June 21, 2007 Music Review | ‘Gay Life’
Song That Comes From the Words of Friends
By ANTHONY TOMMASINI
The composer David Del Tredici has written of three times during his career when he felt compelled to reject all he had been taught and rely on instincts — three times he had to, in a sense, come out.
The first was during his mid-20s when, feeling creatively blocked, he dared to compose for pleasure. The second came when he re-embraced tonality, becoming a trailblazer for the Neo-Romantic movement. The third involved integrating his complete personality into his work and celebrating his identity as a gay man.
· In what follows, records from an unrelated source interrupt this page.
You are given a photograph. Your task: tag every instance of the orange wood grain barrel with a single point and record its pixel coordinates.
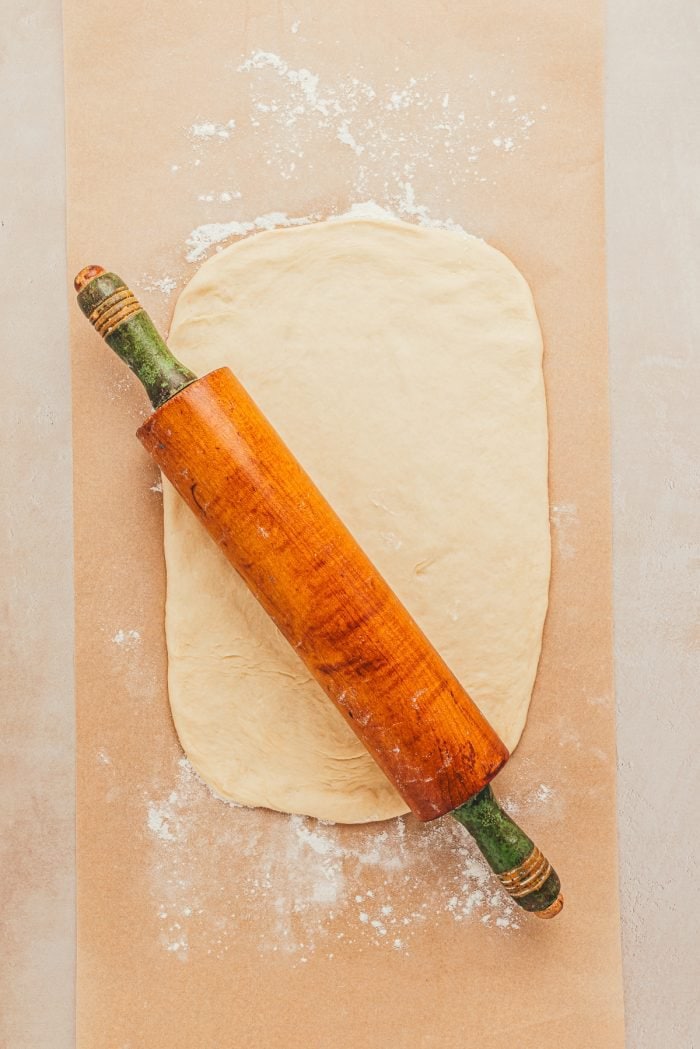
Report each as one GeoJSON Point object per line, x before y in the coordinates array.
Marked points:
{"type": "Point", "coordinates": [339, 615]}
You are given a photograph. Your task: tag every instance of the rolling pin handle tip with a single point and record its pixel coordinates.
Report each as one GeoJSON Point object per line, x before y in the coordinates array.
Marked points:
{"type": "Point", "coordinates": [87, 274]}
{"type": "Point", "coordinates": [552, 911]}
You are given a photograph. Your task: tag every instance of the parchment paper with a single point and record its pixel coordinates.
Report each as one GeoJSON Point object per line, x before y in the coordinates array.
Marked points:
{"type": "Point", "coordinates": [207, 925]}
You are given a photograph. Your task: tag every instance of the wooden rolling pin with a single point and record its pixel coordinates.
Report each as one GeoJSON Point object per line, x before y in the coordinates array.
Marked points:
{"type": "Point", "coordinates": [370, 658]}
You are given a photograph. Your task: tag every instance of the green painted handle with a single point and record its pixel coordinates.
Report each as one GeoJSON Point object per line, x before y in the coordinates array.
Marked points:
{"type": "Point", "coordinates": [121, 320]}
{"type": "Point", "coordinates": [521, 868]}
{"type": "Point", "coordinates": [118, 316]}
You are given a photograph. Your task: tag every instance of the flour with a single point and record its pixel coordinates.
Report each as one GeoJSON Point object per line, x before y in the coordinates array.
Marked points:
{"type": "Point", "coordinates": [391, 132]}
{"type": "Point", "coordinates": [211, 130]}
{"type": "Point", "coordinates": [304, 887]}
{"type": "Point", "coordinates": [127, 639]}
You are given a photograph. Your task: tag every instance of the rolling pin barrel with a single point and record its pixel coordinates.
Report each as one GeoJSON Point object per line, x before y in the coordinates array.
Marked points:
{"type": "Point", "coordinates": [223, 456]}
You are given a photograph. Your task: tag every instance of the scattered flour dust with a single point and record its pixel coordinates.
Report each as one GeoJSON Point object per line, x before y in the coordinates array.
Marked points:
{"type": "Point", "coordinates": [298, 886]}
{"type": "Point", "coordinates": [127, 639]}
{"type": "Point", "coordinates": [387, 136]}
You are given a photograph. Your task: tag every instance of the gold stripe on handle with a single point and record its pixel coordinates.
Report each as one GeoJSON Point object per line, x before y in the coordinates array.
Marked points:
{"type": "Point", "coordinates": [113, 311]}
{"type": "Point", "coordinates": [529, 877]}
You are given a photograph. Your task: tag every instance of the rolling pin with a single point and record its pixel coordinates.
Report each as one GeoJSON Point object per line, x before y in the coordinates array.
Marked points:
{"type": "Point", "coordinates": [223, 456]}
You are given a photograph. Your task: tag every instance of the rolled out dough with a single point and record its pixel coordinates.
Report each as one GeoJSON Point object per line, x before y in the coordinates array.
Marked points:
{"type": "Point", "coordinates": [403, 367]}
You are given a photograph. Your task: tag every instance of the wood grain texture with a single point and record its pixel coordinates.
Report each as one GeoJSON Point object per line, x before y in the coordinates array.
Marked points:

The signature piece of this latest phase is “Gay Life,” a 45-minute cycle of six songs for baritone and orchestra, commissioned and given its premiere in 2001 by the San Francisco Symphony. On Tuesday night at The Graduate Center at CUNY in Midtown, the work received its New York premiere in a new arrangement for two tenors and piano, here the dynamic vocalists Rob Frankenberry and Dennis Tobenski, with Mr. Del Tredici, an accomplished pianist, at the keyboard. The free event, which included engaging and distinctive song cycles by Chester Biscardi, Darien Shulman, Roger Zahab and Mr. Tobenski, part of the Tobenski-Algera Concert Series, also acknowledged Mr. Del Tredici’s 70th birthday.
In 1996 Mr. Del Tredici received poems from Michael D. Calhoun and W. H. Kidde about an experience the three had shared in an empowering body-focused workshop in Wildwood, Calif. Mr. Del Tredici began setting them immediately, the first texts he had set in 20 years that were not drawn from Lewis Carroll’s “Alice” books.
These songs, “Ode to Wildwood” and “In the Temple,” open the “Gay Life” cycle. In each the music pulsates with plush tonal harmonies and Straussian lyrical extravagance. Still, an obsessive element makes the music seem disorienting and modern. The piano writing is thick with clashing dissonances and unhinged harmonic outbursts.
The third song, a setting of Allen Ginsberg’s “Personals Ad,” which gently riffs the entries in gay newspapers, is a compact and punchy work that eventually bursts into cascades of chords. “After the Big Parade,” a setting of another Ginsberg poem, describes the specter of disease and hostility that impeded the joy of the 1991 Gay Pride Day parade. The music has a crazed Ives-like energy, teetering between exuberance and terror.
Mr. Del Tredici dedicates the fifth song, his moody setting of Paul Monette’s “Here,” a graveside eulogy, to Paul Arcomano, his partner, who died of AIDS in 1993.
The final song turns the shortest poem, Thom Gunn’s “Memory Unsettled,” into a 15-minute rumination. In the final episode, Mr. Frankenberry and Mr. Tobenski traded the phrase “We remember you” over and over. Though the music is emotionally indulgent, the unflinching excess captivates you.
Though the piano part, adapted from the orchestral score, is awkwardly difficult, Mr. Del Tredici handled it ably to create swirling sonorities. Surely one of New York’s orchestras should present this major work by a significant New York composer as it was originally conceived.